E lo fa dalle pagine della prima valutazione globale sul degrado del suolo. Il rapporto è stato redatto dalla Intergovernmental Science-Policy Platform on Biodiversity and Ecosystem Services (IPBES) e presentato lunedì 26 marzo a Medellín, in Colombia. È il frutto di ben tre anni di lavoro da parte di oltre 100 scienziati e mira a fornire dati puntuali su una minaccia meno nota rispetto al cambiamento climatico e alla perdita di biodiversità, ma strettamente connessa ad entrambe e già oggi responsabile di forti ripercussioni a livello economico e sociale.
Attualmente, infatti, la crisi del suolo colpisce circa 3,3 miliardi di persone, costando al mondo addirittura il 10 per cento del PIL globale.

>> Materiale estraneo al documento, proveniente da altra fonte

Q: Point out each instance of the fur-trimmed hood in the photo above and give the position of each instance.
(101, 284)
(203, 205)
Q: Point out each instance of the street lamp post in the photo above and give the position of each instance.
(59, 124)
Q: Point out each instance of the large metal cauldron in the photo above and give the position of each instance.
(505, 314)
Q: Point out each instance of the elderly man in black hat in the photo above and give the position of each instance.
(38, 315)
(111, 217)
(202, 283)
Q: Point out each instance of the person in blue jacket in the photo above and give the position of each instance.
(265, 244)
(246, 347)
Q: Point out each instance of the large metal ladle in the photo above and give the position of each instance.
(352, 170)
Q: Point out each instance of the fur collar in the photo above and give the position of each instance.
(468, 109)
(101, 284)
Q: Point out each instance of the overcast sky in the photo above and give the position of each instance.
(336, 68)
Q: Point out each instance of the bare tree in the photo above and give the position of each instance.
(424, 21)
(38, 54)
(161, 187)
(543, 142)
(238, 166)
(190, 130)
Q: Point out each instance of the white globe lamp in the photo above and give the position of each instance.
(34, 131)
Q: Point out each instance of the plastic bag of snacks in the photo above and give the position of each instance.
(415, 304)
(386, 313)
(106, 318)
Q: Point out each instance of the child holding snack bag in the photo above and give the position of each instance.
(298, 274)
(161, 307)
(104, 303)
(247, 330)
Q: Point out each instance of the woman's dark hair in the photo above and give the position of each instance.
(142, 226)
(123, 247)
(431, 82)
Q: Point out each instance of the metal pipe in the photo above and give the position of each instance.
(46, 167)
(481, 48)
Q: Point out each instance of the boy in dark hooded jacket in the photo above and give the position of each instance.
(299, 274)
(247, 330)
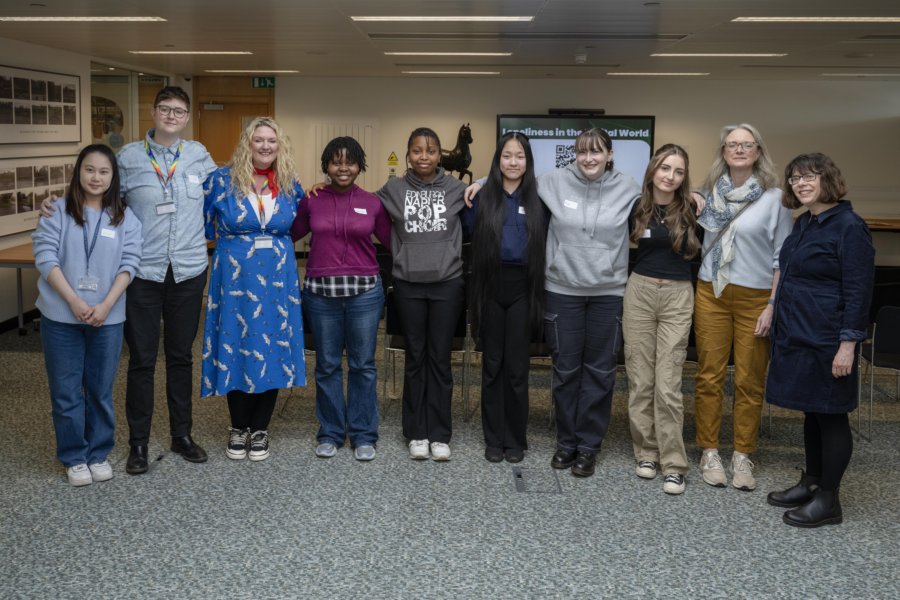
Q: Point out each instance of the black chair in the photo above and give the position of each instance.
(883, 352)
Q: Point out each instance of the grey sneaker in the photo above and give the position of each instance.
(326, 450)
(100, 471)
(742, 472)
(79, 475)
(364, 452)
(712, 469)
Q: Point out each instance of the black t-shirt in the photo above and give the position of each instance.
(655, 257)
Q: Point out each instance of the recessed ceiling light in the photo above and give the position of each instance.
(449, 53)
(817, 20)
(83, 19)
(860, 74)
(719, 54)
(490, 19)
(181, 52)
(452, 72)
(248, 71)
(655, 74)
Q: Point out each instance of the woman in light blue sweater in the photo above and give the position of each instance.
(87, 254)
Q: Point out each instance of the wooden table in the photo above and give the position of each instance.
(18, 258)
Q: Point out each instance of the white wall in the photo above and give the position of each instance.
(855, 122)
(31, 56)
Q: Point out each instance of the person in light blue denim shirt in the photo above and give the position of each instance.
(82, 302)
(162, 181)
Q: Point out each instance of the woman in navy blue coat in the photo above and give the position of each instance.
(821, 313)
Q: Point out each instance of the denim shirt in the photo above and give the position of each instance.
(176, 238)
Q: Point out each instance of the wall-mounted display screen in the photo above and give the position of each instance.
(553, 139)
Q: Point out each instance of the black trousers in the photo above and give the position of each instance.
(505, 362)
(251, 411)
(584, 334)
(428, 314)
(180, 305)
(829, 445)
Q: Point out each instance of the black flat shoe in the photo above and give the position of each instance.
(190, 451)
(823, 509)
(795, 496)
(514, 455)
(137, 460)
(584, 464)
(493, 454)
(563, 459)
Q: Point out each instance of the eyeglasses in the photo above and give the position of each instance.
(165, 110)
(805, 177)
(748, 146)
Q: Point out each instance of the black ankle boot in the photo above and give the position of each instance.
(823, 509)
(795, 496)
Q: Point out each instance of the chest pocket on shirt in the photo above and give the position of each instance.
(193, 183)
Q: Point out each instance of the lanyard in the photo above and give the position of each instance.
(90, 251)
(165, 181)
(259, 203)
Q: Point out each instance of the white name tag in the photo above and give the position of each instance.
(164, 208)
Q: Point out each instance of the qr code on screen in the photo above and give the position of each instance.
(564, 155)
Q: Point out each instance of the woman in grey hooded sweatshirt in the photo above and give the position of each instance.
(587, 269)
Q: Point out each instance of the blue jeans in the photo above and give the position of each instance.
(82, 361)
(336, 323)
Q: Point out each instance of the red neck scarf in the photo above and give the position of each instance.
(273, 180)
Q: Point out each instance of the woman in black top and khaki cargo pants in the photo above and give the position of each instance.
(657, 311)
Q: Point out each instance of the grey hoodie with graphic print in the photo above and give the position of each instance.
(426, 238)
(587, 243)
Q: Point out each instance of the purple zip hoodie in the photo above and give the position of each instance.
(342, 226)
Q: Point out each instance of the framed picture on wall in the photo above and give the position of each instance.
(24, 183)
(37, 107)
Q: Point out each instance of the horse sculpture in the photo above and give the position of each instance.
(460, 157)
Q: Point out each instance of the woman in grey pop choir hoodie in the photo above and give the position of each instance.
(587, 269)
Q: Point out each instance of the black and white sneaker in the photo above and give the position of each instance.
(674, 484)
(646, 469)
(238, 443)
(259, 445)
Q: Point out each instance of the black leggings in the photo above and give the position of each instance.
(829, 444)
(253, 411)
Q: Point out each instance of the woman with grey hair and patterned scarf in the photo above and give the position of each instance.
(745, 226)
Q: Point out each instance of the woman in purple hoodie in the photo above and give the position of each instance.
(343, 297)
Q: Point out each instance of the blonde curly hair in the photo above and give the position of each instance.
(242, 160)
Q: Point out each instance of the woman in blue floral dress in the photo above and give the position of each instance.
(253, 337)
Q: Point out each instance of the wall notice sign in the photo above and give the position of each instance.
(263, 82)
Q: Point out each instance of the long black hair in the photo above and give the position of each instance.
(486, 258)
(112, 201)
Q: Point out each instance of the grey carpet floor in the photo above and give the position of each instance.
(295, 526)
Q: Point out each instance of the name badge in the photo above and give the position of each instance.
(164, 208)
(88, 284)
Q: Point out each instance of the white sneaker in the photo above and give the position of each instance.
(440, 452)
(418, 449)
(101, 471)
(79, 475)
(742, 472)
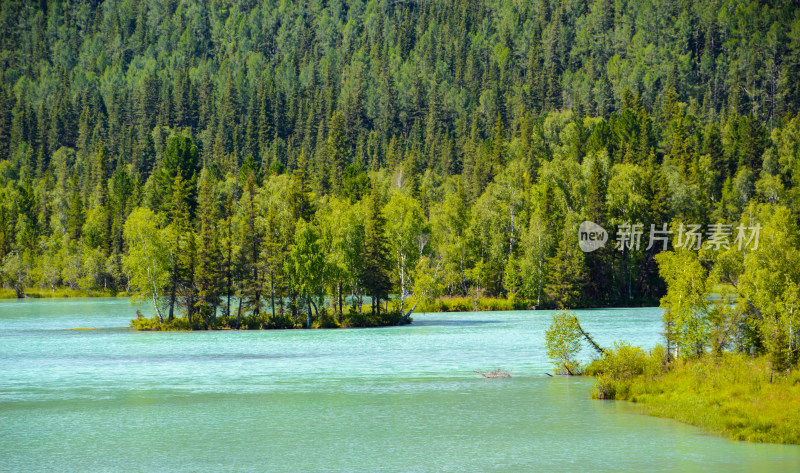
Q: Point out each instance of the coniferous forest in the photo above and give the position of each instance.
(322, 163)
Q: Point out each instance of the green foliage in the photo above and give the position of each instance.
(546, 115)
(563, 342)
(732, 395)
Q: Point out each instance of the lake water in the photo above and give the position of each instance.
(389, 399)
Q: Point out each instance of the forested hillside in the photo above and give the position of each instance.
(298, 156)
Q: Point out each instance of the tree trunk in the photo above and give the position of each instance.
(272, 293)
(239, 313)
(339, 297)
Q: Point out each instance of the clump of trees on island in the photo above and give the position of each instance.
(255, 165)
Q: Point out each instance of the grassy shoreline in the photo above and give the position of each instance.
(728, 395)
(59, 293)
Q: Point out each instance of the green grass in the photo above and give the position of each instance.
(351, 319)
(729, 395)
(60, 292)
(468, 304)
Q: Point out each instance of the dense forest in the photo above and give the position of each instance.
(301, 163)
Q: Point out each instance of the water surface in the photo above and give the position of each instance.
(388, 399)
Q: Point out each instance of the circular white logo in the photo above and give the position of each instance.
(591, 236)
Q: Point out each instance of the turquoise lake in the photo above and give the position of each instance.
(389, 399)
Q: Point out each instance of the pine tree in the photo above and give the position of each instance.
(338, 151)
(209, 272)
(567, 272)
(375, 278)
(179, 223)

Il Global Land Outlook aveva fornito le prime stime: le pressioni antropiche stanno mandando in fumo 24 miliardi di tonnellate di terreno fertile l’anno. Senza misure correttive la situazione è destinata a precipitare. “Man mano che la terra diminuisce e le popolazioni aumentano, questo problema diventerà sempre più difficile da risolvere”, spiega Robert Scholes, co-presidente della valutazione IPBES assieme al dott. Luca Montanarella.
Gli scienziati avevano già puntato il dito contro il responsabile principale, ossia il settore agricolo che, tra pratiche insostenibili, colture intensive e land grabbing, sta accelerando fenomeni di desertificazione e improduttività. A fine 2014, oltre 1,5 miliardi di ettari di ecosistemi naturali risultavano convertiti in terre coltivabili e oggi campi e pascoli coprono ora più di un terzo della superficie terrestre. Ma il documento della piattaforma ONU va oltre, portando sotto i riflettori su i fattori antropici dannosi.

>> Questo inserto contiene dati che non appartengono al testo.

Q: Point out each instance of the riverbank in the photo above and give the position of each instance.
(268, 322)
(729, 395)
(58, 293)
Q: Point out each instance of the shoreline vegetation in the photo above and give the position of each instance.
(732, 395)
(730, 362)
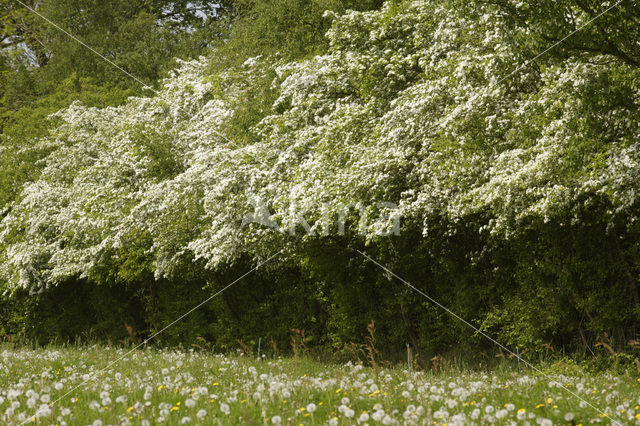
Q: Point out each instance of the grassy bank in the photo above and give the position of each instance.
(152, 387)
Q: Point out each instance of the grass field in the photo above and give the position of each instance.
(152, 387)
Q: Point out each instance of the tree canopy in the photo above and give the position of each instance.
(514, 175)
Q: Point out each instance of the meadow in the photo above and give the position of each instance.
(151, 386)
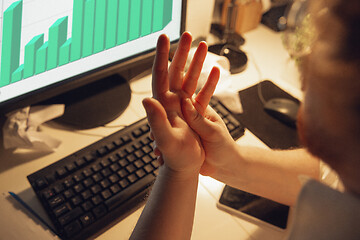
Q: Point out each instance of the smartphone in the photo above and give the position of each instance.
(254, 208)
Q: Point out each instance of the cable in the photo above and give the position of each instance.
(259, 88)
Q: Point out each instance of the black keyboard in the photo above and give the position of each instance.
(86, 191)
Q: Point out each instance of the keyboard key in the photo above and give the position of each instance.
(78, 177)
(122, 173)
(61, 172)
(102, 151)
(96, 167)
(68, 217)
(89, 157)
(113, 158)
(68, 193)
(149, 168)
(129, 149)
(106, 172)
(132, 178)
(96, 189)
(61, 210)
(122, 153)
(146, 149)
(139, 163)
(87, 206)
(69, 183)
(147, 159)
(123, 162)
(138, 153)
(87, 219)
(114, 178)
(105, 162)
(110, 146)
(126, 138)
(124, 195)
(88, 182)
(70, 167)
(114, 167)
(104, 183)
(80, 162)
(97, 177)
(145, 128)
(58, 188)
(118, 142)
(155, 163)
(87, 172)
(140, 173)
(99, 211)
(131, 168)
(72, 228)
(47, 194)
(55, 201)
(137, 145)
(137, 133)
(115, 188)
(41, 183)
(86, 194)
(124, 183)
(96, 200)
(76, 200)
(78, 188)
(106, 194)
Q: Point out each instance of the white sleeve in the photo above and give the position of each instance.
(329, 177)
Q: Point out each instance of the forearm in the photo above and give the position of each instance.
(169, 212)
(268, 173)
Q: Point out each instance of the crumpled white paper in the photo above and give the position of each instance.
(224, 92)
(21, 129)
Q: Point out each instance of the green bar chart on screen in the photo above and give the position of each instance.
(97, 25)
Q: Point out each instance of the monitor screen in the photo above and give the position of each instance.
(45, 43)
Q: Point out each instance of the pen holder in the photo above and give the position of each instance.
(247, 14)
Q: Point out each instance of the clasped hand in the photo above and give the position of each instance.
(188, 134)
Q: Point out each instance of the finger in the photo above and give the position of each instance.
(156, 150)
(177, 66)
(203, 98)
(192, 75)
(160, 80)
(151, 136)
(202, 126)
(159, 124)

Meno del 25% della superficie terrestre è sfuggito ai danni dell’attività umana e per il 2050, gli esperti IPBES stimano che questo valore sarà sceso sotto il 10%. Il rapporto afferma che l’aumento della domanda alimentare e di biocarburanti porterà probabilmente a una continua crescita degli apporti di sostanze nutritive e chimiche e uno spostamento verso sistemi di produzione zootecnica industrializzati, raddoppiando l’uso di pesticidi e fertilizzanti entro il 2050. Un attacco su tutti i fronti che, aggiunge Scholes, “sta spingendo il pianeta verso una sesta estinzione di massa”.
Non solo. “Tra poco più di tre decenni, si stima che 4 miliardi di persone vivranno in terre siccitose”, conclude Scholes. “A quel punto è probabile che il degrado della terreno, insieme ai problemi strettamente correlati dei cambiamenti climatici, costringerà 50-700 milioni di persone a migrare. Inoltre, la diminuzione della produttività del suolo rende le società più vulnerabili all’instabilità sociale, in particolare nelle zone aride, dove anni con precipitazioni estremamente basse sono stati associati a un aumento fino al 45% in conflitti violenti”.